Four humours

From ArticleWorld

The four humours (or humors) are the four fundamental fluids of the human body: yellow bile, black bile, phlegm and blood. Greek thinkers in Antiquity connected them with the four elements theory and associated them with medical science.

Hippocrates and Aristotle

Around 400 B.C., Hippocrates formulated his theory about the humors. Yellow bile was seen as associated with the summer and the fire, symbolizing the liver and allowing one to be easily angered and bad tempered. The black bile was associated with autumn and earth, symbolizing the brain and lungs. It was seen as making persons despondent and irritable. Phlegm, associated with winter and water, symbolizing the ball bladder, was the one that made persons calm. The blood, associated with the spring and air, was symbolizing the spleen and was responsible for the courage.

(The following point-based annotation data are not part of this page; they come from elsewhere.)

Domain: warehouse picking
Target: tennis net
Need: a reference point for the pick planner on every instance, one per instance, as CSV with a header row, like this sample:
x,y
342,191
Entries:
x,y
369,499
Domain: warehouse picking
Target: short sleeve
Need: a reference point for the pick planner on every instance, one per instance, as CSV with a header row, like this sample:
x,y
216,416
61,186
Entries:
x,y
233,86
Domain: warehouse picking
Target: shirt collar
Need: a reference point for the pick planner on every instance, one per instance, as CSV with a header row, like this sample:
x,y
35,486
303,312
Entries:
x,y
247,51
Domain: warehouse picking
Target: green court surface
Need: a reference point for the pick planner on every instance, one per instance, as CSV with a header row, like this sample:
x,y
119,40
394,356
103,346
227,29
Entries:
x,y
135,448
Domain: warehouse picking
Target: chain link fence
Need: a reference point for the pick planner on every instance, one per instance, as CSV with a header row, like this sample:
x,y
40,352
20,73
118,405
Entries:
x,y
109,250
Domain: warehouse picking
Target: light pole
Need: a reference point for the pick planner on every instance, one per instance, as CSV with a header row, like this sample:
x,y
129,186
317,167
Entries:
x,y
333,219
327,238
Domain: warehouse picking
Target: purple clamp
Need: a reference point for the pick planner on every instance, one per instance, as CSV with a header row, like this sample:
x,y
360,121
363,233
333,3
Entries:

Aristotle saw these humors as characterizing the sensuous pleasure, the acquiring assets, the moral virtue and the logical investigation respectively.

Importance in medicine

The four humors were considered to be of a high importance in medicine for a long time. Early scientists considered an imbalance in these humors (dyscrasia) to be the cause of all diseases, and the state of general health was determined by a state of balance in these humors (a state called eucrasia). This has left serious marks in common practice. For example, blood letting and purges were still mainstream in the 18th century, as they were considered to regulate the balance of humors. An abnormalities or disease of the blood is often referred to as a blood dyscriasia.

In fact, the four temperaments described by Galen in the 2nd century were based on these humors, and it is still used, along with other similar classifications. Originally, they did not refer to psychological characteristics, but to body conditions and predispositions to various states, caused by these humors. It is important to note, however, that the perception about the influence of these humors has changed dramatically in time.